Maksym Ahapov

Personal information
- Full name: Maksym Olehovych Ahapov
- Date of birth: 28 February 2000 (age 26)
- Place of birth: Luhansk, Ukraine
- Height: 1.72 m (5 ft 8 in)
- Position: Right-back

Team information
- Current team: Zarya Lugansk
- Number: 72

Youth career
- 2013–2014: Zorya Luhansk
- 2015: UFK-Metal Kharkiv
- 2015–2016: KDYuSSh-13 Kharkiv
- 2016–2017: UFK-Metal Kharkiv

Senior career*
- Years: Team / Apps / (Gls)
- 2017–2021: Zorya Luhansk / 0 / (0)
- 2021: → VPK-Ahro Shevchenkivka (loan) / 13 / (0)
- 2021–2022: Kramatorsk / 16 / (0)
- 2022–2023: Kremin Kremenchuk / 22 / (0)
- 2024: Zvezda St. Petersburg / 14 / (0)
- 2024–2025: Zarya Lugansk
- 2026–: Zarya Lugansk

International career
- 2018: Ukraine U-19 / 4 / (0)

= Maksym Ahapov =

Ukrainian footballer (born 2000)

Maksym Olehovych Ahapov (Максим Олегович Агапов; born 28 February 2000) is a Ukrainian professional footballer who plays as a right-back for Russian club Zarya Lugansk.

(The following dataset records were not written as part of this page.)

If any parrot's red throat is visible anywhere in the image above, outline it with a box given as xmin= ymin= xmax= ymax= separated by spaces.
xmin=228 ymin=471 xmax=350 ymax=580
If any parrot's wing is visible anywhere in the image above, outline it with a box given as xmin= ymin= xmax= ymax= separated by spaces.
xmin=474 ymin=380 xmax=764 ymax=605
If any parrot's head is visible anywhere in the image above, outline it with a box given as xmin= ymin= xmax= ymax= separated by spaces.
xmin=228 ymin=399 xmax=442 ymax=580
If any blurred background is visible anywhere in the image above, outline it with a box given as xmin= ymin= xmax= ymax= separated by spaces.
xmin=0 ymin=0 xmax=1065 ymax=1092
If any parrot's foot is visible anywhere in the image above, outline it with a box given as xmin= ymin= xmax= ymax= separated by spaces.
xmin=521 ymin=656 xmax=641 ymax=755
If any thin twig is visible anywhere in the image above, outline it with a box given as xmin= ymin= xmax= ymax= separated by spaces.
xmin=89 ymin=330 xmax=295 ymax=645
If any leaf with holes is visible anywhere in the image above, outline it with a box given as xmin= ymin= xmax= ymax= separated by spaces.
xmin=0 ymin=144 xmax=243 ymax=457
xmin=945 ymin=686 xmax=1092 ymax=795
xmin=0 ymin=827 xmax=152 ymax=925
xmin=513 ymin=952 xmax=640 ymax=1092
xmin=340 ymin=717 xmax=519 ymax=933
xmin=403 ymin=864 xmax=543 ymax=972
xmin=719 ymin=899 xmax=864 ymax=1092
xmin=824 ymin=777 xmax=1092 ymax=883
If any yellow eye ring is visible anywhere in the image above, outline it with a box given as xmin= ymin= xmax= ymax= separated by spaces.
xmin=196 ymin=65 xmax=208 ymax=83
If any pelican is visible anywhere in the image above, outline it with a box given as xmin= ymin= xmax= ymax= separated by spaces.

He also holds Russian citizenship.

On 24 August 2022 Ahapov moved to Ukrainian First League club Kremin Kremenchuk. He signed a two-year contract and took number 72 shirt. He made his debut for Kremin on 27 August playing full 90 minutes in a 3:3 draw against Metalurh.